I am very much a novice with statistics. Until recently I have avoided stats in climate, but of course, I keep running into climate science papers which introduce some statistical analysis.
So I decided to get up to speed and this series is aimed at getting me up to speed as well as, hopefully, providing some enlightenment to the few people around who know less than me about the subject. In this series of articles I will ask questions that I hope people will answer, and also I will make confident statements that will turn out to be completely or partially wrong – I expect knowledgeable readers to put us all straight when this happens.

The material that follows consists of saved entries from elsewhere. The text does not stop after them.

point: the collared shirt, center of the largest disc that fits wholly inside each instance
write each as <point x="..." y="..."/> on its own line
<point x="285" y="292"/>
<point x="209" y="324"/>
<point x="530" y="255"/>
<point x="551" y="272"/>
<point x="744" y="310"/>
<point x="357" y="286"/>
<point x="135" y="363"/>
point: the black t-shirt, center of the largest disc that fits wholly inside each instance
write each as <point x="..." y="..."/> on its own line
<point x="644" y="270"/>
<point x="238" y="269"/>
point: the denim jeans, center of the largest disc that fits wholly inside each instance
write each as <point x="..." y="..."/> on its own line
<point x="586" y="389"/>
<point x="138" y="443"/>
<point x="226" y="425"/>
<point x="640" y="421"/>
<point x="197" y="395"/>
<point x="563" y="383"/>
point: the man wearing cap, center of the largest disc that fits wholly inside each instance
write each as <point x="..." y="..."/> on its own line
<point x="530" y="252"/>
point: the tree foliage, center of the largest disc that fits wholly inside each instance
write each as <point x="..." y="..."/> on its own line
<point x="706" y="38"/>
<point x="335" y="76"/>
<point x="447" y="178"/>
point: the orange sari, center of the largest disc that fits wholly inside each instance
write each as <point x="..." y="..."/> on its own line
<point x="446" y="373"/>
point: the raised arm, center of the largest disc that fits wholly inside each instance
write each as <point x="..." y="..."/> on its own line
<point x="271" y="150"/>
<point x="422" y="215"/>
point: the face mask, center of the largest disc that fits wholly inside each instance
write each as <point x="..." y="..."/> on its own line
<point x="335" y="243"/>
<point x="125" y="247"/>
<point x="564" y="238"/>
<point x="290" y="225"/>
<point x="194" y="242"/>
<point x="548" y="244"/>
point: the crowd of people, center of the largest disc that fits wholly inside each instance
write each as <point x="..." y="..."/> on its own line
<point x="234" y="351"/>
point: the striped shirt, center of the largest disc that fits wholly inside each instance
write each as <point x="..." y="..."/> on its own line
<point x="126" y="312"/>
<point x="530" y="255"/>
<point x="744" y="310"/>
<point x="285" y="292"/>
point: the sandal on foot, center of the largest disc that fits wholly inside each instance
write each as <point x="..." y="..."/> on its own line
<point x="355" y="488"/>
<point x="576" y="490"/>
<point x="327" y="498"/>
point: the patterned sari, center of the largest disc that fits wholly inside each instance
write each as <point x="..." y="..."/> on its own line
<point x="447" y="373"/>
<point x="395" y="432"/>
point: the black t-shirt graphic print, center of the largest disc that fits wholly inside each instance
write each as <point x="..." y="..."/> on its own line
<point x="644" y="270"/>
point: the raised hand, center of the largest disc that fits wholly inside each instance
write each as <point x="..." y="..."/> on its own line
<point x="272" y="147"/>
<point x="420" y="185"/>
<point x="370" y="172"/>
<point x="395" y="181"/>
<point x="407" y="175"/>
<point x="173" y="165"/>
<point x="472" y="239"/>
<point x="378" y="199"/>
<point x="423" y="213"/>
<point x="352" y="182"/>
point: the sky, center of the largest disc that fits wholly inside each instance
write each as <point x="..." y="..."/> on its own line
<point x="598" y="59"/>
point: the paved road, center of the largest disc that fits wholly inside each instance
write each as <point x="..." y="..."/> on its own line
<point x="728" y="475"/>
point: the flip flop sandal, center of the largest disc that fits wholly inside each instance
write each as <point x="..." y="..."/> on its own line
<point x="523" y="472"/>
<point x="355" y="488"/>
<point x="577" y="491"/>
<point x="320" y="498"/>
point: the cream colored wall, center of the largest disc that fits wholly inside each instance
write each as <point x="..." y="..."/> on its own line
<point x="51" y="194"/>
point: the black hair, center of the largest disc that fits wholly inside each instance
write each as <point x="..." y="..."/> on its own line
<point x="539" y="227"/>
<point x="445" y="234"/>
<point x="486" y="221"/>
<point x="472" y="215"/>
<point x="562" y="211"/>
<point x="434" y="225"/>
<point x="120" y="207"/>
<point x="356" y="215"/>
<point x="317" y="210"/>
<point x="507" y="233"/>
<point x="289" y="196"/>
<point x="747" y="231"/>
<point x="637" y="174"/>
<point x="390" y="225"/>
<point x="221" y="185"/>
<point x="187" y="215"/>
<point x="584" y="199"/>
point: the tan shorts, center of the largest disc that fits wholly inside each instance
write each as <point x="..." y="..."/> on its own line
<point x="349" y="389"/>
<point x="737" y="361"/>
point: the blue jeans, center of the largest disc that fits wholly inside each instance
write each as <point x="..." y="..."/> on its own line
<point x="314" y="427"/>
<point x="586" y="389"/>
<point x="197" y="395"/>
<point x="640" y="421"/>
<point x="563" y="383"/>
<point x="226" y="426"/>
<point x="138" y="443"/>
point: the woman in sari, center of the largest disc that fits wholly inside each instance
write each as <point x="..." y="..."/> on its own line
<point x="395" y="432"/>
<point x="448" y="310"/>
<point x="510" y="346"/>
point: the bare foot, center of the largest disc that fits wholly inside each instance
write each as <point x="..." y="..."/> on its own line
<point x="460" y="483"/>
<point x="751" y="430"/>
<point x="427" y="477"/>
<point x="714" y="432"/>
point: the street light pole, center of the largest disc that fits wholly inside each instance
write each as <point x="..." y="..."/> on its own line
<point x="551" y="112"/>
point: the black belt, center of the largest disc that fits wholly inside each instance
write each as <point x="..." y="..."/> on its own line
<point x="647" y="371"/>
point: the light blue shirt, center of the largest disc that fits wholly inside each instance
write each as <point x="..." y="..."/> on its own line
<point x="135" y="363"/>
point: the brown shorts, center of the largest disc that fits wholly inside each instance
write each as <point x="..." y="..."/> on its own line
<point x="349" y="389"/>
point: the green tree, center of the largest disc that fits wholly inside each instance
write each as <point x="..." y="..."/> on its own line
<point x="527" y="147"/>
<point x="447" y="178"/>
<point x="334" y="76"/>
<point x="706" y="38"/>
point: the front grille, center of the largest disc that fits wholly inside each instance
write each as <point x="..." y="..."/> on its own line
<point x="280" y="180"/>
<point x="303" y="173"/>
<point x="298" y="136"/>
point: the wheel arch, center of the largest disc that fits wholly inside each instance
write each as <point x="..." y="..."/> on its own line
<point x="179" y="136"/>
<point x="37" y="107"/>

One of the reasons I have avoided stats is that I have found it difficult to understand the correct application of the ideas from statistics to climate science. And I have had a suspicion (that I cannot yet prove and may be totally wrong about) that some statistical analysis of climate is relying on unproven and unstated assumptions. All for the road ahead.
First, a few basics. They will be sketchy basics – to avoid it being part 30 by the time we get to interesting stuff – and so if there are questions about the very basics, please ask.
In this article:
- independence, or independent events
- the normal distribution
- sampling
- central limit theorem
- introduction to hypothesis testing
Independent Events
A lot of elementary statistics ideas are based around the idea of independent events. This is an important concept to understand.
One example would be flipping a coin. The value I get this time is totally independent of the value I got last time. Even if I have just flipped 5 heads in a row, assuming I have a normal unbiased coin, I have a 50/50 chance of getting another head.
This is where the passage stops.